Eine dramatische Besteigung des Mount Everest, verknüpft mit den Erinnerungen an eine ungewöhnliche Kindheit und die Begegnung mit der großen Liebe – beide Erzählstränge sind ungemein spannend und faszinierend. Für mich war dieses Buch Lesegenuss pur!




Andrew Miller: Friedhof der Unschuldigen


Mit dem Auftrag, den Friedhof der Unschuldigen zu räumen, dessen Ausdünstungen die Stadt zu vergiften drohen, kommt ein junger Ingenieur 1785 nach Paris. Seine Arbeit wird begleitet vom Geruch der Verwesung und dem Misstrauen der Bevölkerung. Doch unerwartet findet er auch Freundschaft und Liebe.


Diese ungewöhnliche, faszinierende Geschichte, die bereits etwas vom bevorstehenden Umbruch der Französischen Revolution erahnen lässt, zieht den Leser unweigerlich in ihren Bann!




Sophie Kinsella: Das Hochzeitsversprechen


Als Lottie spontan einen wieder aufgetauchten Jugendfreund heiratet, läuten bei Fliss alle Alarmglocken. Entschlossen, ihre Schwester vor einer Katastrophe zu bewahren, schreckt sie vor nichts zurück, um dem jungen Paar die Hochzeitsnacht zu vermiesen. Doch tut sie Lottie wirklich einen Gefallen damit?


Eine turbulente, witzige Geschichte mit chaotisch-liebenswerten Figuren, die über allerlei Irr- und Umwege doch noch ihr Glück finden.




Rachel Joyce: Die unwahrscheinliche Pilgerreise des Harold Fry


Aus dem Gang zum Briefkasten wird spontan eine 1000 Kilometer lange Pilgerreise, die nicht nur Harold Frys Leben von Grund auf verändert.


Ein unvergesslicher, herzerwärmender Roman über Freundschaft, Liebe und Vergebung. Leichtfüßig und berührend!




Sophie Kinsella: Kein Kuss unter dieser Nummer


Federleichte Sommerlektüre mit einer liebenswerten Heldin, die auf der Suche nach der wahren Liebe von einem Fettnäpfchen ins andere stolpert. Charmant, romantisch und sehr witzig!

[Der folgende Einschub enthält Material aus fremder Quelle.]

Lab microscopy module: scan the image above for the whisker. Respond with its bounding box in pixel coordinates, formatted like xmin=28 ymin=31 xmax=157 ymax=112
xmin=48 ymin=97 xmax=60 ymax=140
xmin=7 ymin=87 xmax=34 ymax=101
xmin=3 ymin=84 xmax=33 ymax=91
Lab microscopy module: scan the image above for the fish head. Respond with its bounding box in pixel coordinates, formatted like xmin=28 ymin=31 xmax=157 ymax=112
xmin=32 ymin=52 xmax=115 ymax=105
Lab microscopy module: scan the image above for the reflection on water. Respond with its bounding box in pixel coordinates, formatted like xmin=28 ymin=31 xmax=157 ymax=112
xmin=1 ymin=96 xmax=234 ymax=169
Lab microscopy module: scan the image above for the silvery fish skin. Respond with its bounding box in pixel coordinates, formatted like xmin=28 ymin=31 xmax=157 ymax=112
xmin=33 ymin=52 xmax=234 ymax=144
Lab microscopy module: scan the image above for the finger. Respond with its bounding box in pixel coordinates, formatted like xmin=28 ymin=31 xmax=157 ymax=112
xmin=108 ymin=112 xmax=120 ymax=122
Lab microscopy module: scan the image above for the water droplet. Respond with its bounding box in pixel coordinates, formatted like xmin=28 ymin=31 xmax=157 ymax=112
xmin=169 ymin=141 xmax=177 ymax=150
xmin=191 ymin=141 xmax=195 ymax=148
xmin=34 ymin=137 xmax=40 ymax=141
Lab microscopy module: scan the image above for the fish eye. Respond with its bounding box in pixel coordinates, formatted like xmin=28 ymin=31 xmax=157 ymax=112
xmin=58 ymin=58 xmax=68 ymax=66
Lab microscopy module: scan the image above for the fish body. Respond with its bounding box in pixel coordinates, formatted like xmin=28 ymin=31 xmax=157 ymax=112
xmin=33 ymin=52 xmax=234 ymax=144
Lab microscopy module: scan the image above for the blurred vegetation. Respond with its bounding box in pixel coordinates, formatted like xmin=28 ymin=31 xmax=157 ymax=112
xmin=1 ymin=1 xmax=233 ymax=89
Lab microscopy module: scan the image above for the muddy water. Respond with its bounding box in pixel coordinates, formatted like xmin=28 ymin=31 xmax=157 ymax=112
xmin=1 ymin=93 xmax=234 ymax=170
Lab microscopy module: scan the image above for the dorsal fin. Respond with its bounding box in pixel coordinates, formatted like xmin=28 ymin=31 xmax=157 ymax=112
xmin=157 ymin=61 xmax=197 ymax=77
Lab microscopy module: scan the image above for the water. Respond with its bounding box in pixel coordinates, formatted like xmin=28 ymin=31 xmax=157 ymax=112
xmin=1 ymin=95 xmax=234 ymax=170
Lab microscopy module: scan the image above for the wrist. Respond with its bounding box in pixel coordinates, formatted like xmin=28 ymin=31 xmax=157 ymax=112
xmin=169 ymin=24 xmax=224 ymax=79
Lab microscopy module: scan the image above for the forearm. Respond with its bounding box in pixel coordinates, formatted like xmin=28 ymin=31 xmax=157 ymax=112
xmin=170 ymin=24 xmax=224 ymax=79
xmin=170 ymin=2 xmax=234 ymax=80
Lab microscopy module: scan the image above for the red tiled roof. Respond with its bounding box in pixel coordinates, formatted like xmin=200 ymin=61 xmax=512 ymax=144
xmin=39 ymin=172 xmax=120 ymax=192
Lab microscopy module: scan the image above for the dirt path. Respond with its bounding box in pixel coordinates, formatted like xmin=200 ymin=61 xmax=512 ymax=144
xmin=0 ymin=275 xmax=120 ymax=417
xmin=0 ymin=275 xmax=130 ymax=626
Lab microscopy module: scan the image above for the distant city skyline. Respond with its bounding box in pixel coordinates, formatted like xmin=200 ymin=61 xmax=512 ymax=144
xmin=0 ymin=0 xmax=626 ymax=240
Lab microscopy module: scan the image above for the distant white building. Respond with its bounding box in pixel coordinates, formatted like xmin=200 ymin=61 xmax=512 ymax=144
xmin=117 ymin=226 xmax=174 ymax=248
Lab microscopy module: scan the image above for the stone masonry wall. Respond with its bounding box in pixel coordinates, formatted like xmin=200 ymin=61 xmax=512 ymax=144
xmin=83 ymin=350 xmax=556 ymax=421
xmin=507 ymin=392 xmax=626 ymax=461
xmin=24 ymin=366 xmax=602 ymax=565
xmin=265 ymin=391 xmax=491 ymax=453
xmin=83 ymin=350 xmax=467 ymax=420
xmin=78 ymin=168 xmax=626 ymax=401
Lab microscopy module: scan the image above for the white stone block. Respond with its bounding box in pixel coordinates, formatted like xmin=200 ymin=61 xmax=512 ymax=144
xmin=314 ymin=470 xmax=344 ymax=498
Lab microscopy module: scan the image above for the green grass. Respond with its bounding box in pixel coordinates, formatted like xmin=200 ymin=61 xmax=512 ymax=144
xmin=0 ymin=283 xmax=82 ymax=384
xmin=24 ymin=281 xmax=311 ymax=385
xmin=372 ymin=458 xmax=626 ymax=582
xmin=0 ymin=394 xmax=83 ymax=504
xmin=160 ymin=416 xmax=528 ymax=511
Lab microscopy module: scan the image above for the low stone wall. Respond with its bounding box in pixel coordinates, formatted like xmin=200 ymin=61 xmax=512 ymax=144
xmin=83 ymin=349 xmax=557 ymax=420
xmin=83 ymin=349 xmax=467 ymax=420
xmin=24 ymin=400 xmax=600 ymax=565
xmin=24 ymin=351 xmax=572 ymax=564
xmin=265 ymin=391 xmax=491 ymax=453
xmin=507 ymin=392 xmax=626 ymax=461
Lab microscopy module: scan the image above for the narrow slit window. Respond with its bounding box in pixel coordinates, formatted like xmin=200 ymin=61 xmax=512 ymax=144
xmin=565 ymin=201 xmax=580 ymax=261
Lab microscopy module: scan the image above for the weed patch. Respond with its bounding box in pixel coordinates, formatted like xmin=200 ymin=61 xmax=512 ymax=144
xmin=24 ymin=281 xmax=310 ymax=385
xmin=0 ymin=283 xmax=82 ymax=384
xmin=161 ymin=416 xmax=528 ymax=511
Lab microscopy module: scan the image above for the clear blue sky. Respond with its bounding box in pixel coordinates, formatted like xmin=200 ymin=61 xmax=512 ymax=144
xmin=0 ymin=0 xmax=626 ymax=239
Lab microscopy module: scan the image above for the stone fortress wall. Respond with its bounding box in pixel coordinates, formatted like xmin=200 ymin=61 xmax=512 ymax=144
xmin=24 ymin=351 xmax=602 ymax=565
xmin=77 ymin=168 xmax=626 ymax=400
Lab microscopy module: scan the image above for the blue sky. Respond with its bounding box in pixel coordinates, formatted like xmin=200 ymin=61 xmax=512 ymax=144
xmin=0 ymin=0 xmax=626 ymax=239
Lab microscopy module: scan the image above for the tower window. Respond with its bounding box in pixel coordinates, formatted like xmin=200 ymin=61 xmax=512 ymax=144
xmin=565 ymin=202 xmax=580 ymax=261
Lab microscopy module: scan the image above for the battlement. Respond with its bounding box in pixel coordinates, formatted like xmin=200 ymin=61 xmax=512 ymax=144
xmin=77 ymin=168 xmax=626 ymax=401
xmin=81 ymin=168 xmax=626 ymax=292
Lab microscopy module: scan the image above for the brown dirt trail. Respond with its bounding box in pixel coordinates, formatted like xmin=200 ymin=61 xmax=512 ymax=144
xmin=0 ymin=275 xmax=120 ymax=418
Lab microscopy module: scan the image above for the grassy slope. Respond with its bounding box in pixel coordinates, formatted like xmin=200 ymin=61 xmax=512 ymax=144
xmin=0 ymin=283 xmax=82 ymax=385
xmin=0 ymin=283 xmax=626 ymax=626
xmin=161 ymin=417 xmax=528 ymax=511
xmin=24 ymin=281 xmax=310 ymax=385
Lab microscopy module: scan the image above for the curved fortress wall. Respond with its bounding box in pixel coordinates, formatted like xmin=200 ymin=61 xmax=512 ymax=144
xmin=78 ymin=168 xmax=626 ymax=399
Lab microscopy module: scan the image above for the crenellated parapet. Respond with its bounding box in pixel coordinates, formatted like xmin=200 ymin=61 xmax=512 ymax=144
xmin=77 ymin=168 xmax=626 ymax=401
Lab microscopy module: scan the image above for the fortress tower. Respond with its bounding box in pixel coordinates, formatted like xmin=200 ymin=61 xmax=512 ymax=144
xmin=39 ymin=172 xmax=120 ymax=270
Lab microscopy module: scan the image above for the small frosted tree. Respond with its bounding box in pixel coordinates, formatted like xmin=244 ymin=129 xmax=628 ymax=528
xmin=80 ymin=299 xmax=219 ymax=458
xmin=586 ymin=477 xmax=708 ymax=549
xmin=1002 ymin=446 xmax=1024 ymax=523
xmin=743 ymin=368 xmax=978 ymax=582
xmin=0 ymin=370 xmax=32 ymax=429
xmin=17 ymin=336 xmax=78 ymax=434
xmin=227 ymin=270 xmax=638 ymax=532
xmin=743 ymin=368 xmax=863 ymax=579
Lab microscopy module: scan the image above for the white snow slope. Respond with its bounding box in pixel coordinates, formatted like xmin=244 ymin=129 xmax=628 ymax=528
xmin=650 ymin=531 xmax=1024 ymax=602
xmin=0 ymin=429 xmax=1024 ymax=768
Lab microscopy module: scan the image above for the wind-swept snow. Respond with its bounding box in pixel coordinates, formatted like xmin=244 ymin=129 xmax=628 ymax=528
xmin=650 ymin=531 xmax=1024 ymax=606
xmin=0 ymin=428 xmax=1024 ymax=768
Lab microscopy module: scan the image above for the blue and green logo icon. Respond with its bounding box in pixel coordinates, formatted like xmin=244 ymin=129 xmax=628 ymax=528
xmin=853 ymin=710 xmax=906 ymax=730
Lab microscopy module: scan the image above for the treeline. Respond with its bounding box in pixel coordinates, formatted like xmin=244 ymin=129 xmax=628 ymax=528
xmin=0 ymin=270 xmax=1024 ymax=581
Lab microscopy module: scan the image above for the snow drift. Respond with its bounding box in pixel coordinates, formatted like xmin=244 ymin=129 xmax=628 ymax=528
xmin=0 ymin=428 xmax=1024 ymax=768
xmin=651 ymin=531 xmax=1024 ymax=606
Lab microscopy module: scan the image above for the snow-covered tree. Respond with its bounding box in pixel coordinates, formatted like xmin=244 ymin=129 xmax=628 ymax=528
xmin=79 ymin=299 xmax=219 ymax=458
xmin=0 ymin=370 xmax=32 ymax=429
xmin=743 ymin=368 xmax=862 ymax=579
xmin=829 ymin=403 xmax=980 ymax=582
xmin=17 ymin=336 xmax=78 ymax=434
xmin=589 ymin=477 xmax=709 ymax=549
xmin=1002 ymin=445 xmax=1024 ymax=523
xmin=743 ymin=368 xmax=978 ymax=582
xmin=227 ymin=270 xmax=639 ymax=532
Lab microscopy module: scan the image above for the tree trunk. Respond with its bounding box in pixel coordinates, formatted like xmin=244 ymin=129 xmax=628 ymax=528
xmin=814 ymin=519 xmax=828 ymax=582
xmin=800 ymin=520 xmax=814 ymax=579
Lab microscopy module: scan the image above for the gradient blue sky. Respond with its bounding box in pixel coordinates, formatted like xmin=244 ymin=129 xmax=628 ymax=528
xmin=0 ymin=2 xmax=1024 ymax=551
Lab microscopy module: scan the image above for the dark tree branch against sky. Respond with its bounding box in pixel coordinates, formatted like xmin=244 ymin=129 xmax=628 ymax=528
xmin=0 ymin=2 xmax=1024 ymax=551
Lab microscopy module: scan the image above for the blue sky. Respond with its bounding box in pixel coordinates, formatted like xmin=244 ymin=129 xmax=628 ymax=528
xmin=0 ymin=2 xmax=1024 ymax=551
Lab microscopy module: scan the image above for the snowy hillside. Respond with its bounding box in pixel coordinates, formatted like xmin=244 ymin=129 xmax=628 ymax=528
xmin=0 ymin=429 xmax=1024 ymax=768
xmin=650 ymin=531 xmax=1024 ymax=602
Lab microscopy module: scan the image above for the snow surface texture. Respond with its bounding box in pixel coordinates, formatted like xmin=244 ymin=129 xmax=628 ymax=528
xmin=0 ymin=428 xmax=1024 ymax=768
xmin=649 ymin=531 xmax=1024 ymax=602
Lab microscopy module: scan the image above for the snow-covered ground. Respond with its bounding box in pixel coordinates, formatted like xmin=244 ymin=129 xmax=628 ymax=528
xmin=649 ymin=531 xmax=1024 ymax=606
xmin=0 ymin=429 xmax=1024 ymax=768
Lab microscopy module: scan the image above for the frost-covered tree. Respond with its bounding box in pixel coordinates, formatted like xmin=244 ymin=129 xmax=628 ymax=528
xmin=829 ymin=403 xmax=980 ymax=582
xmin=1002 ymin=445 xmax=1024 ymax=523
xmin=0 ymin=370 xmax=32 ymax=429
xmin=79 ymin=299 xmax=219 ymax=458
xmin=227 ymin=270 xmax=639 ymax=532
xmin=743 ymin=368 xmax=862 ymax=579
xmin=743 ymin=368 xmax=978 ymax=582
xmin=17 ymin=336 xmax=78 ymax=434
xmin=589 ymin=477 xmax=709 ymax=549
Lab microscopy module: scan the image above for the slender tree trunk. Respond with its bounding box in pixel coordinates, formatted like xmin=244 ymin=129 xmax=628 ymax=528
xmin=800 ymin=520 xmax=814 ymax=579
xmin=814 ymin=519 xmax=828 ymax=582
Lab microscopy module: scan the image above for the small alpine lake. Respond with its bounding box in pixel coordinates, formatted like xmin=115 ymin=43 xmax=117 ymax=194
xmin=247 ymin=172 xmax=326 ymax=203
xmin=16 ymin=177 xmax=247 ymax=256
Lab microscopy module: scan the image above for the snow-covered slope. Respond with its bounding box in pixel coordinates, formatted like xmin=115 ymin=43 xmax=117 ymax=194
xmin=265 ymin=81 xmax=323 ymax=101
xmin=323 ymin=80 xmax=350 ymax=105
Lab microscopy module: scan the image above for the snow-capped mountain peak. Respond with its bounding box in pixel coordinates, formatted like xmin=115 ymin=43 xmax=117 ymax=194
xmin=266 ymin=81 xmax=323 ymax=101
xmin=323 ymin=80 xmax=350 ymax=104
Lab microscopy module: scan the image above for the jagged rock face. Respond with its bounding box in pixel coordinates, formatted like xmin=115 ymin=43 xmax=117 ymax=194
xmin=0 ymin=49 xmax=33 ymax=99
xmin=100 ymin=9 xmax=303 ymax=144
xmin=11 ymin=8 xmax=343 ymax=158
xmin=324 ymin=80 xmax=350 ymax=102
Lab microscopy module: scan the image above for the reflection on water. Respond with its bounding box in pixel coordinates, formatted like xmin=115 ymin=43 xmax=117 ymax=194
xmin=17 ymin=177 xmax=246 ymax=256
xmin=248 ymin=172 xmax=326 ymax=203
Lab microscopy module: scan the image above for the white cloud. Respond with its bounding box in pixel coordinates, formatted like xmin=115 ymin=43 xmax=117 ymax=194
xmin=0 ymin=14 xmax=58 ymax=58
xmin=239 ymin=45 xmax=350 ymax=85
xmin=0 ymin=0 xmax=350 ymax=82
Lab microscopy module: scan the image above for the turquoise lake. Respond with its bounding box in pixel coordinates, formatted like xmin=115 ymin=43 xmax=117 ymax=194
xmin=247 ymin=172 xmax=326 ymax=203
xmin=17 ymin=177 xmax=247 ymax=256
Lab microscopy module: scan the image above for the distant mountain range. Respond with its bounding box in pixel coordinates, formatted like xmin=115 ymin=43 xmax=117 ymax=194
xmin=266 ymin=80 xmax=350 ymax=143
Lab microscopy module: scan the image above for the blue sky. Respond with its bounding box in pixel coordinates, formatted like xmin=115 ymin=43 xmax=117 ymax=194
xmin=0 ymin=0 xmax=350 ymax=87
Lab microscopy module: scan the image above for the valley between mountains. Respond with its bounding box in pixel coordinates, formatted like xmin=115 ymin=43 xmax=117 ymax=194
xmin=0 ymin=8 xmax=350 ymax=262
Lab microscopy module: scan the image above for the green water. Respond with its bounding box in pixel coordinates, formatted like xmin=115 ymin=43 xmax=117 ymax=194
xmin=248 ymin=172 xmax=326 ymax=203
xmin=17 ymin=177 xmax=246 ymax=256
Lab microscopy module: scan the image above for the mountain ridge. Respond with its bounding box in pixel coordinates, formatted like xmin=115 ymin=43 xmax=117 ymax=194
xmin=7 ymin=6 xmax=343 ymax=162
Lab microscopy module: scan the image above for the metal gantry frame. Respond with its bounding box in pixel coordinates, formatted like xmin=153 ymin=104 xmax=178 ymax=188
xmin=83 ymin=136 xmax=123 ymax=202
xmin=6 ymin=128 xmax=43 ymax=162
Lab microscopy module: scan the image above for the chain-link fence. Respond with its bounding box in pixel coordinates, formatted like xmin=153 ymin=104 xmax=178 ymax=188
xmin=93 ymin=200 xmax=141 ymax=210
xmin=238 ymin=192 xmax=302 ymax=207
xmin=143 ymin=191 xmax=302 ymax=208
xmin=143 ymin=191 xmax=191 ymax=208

Vanessa Diffenbough: Die verborgene Sprache der Blumen


Ein Buch von seltener Schönheit und Poesie, das mich mitten ins Herz getroffen hat.


Von Kind an erlebt die junge Victoria so viel Kälte, und doch ist ihre Geschichte nie trost- oder hoffnungslos. Immer wieder begegnen ihr Menschen, die ihr etwas zutrauen. Es ist berührend und tröstlich zu lesen, wie Victoria nach und nach lernt, Liebe anzunehmen und zu geben.




Mhairi McFarlane: Wir in drei Worten


Bei ihrer ersten Begegnung ist sie frisch verliebt und er ein unverbesserlicher Frauenheld. Als sie sich zehn Jahre später wieder über den Weg laufen, ist er verheiratet und sie gerade Single geworden. Für immer beste Freunde - ist das alles, was Rachel und Ben bleibt?


Das Buch zeichnet sich durch einen flotten Schreibstil, witzige Dialoge, humorvoll gezeichnete Charaktere und eine nette Liebesgeschichte aus.


Für alle, die "Eindeutig Liebe" und "Zwei an einem Tag" mochten.




Birgit Vanderbeke: Das lässt sich ändern


Ein zauberhaftes Buch!

Eine junge Frau aus gutem Haus verliebt sich in einen Handwerker aus einer kinderreichen Familie. Die beiden bauen sich ein alternatives Leben auf. Leichtherzig und sympathisch erzählt. Die positive Stimmung ist einfach ansteckend!



Eva Baronsky: Herr Mozart wacht auf

Mozart liegt auf dem Totenbett, doch plötzlich erwacht er und befindet sich in unserer Zeit. Mühsam muss er sich in der fremd gewordenen Welt zurechtfinden und eine neue Existenz aufbauen.

Ein intelligenter und sehr amüsanter Roman.